The study was launched today at Waikato Hospital’s Bryant Education Centre, where Health Minister Tony Ryall featured as keynote speaker (read the Ministry of Health release).
Funded by the Health Research Council and Ministry of Health, the Midland Prostate Cancer Project researched access to quality of care, with a particular focus on urban vs. rural men and Māori vs. non-Māori men.
“We wanted to understand more about the care pathway for men following an abnormal prostate-specific antigen (PSA) test, and to demonstrate the equity issues, costs and complications arising from diagnosis,” says Professor Ross Lawrenson who led the study.
“Among our findings, we have found significant variation in screening between GP practices, with Māori and rural men less likely to be screened.
“There is also considerable unnecessary screening of men aged 70 years and over, even in men over 70 years who were asymptomatic with a history of negative PSA results. Very few of these men went further along the pathway to the referral and biopsy stage.”
Speaking at the launch today, Mr Ryall said, “the study showed good results for men with prostate cancer. There is a high survival rate – with a majority of men surviving over ten years.
“It has also identified areas where we can make future improvements to the work already being done to improve patient care.
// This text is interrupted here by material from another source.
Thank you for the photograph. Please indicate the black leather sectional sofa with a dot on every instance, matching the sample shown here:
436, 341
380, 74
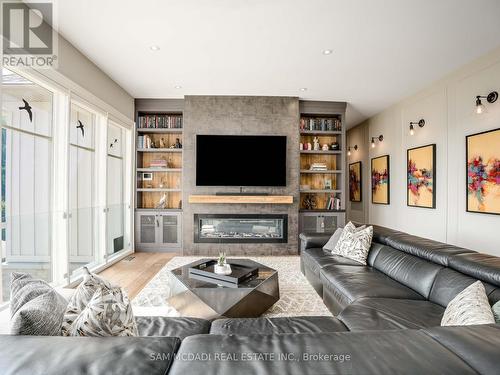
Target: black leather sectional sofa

“The report made 18 recommendations which support the work already underway by the Ministry of Health to improve health outcomes for men with prostate cancer.”
The study found that most PSA testing is conducted for screening purposes, most commonly when the individual is being examined for another reason.
It also found that Māori men are significantly less likely to be screened and tested than non-Māori; that Māori men have an overall lower rate of prostate cancer than non-Māori men, but their mortality is much higher with Māori men being more likely to die with and of prostate cancer compared to non-Māori men.
The researchers believe the disparity in survival rates is also a factor of location and socio-economic situations.
The study population was 37,529 New Zealand men who had been diagnosed with prostate cancer in the period 1 January 1996 - 31 December 2010, with 5748 (or 15 per cent) residing in the Midland Cancer Network region at the time of diagnosis.
More than 30 GP practices in the region were involved with the study and helped researchers to identify the pathways for patients following diagnosis.
Professor Lawrenson said the study also looked at the costs associated with prostate cancer which extend beyond the health professional to social, economic, psychological and physical effects, affecting both the man and his family.
This is particularly notable with Māori men.
“We interviewed more than 100 men who had been diagnosed with prostate cancer and found that many men and their families want more information at the primary health care level, and that Māori men and their families need long-term post-treatment support ranging from counselling to navigating the healthcare system,” he said.
“Our goal was to understand the prostate cancer pathway, across New Zealand and in the Midland Region in particular.
“We believe our research shows that clear recommendations for GPs regarding PSA testing, referrals to specialists, monitoring after an abnormal PSA test, the recording of data, and post-treatment care and support will improve that pathway.”
Professor Lawrenson and his team have developed recommendations, including:
• Regional cancer networks to record basic information on all men newly diagnosed with prostate cancer.
• Primary healthcare professionals need to give patients more information and information that is culturally appropriate.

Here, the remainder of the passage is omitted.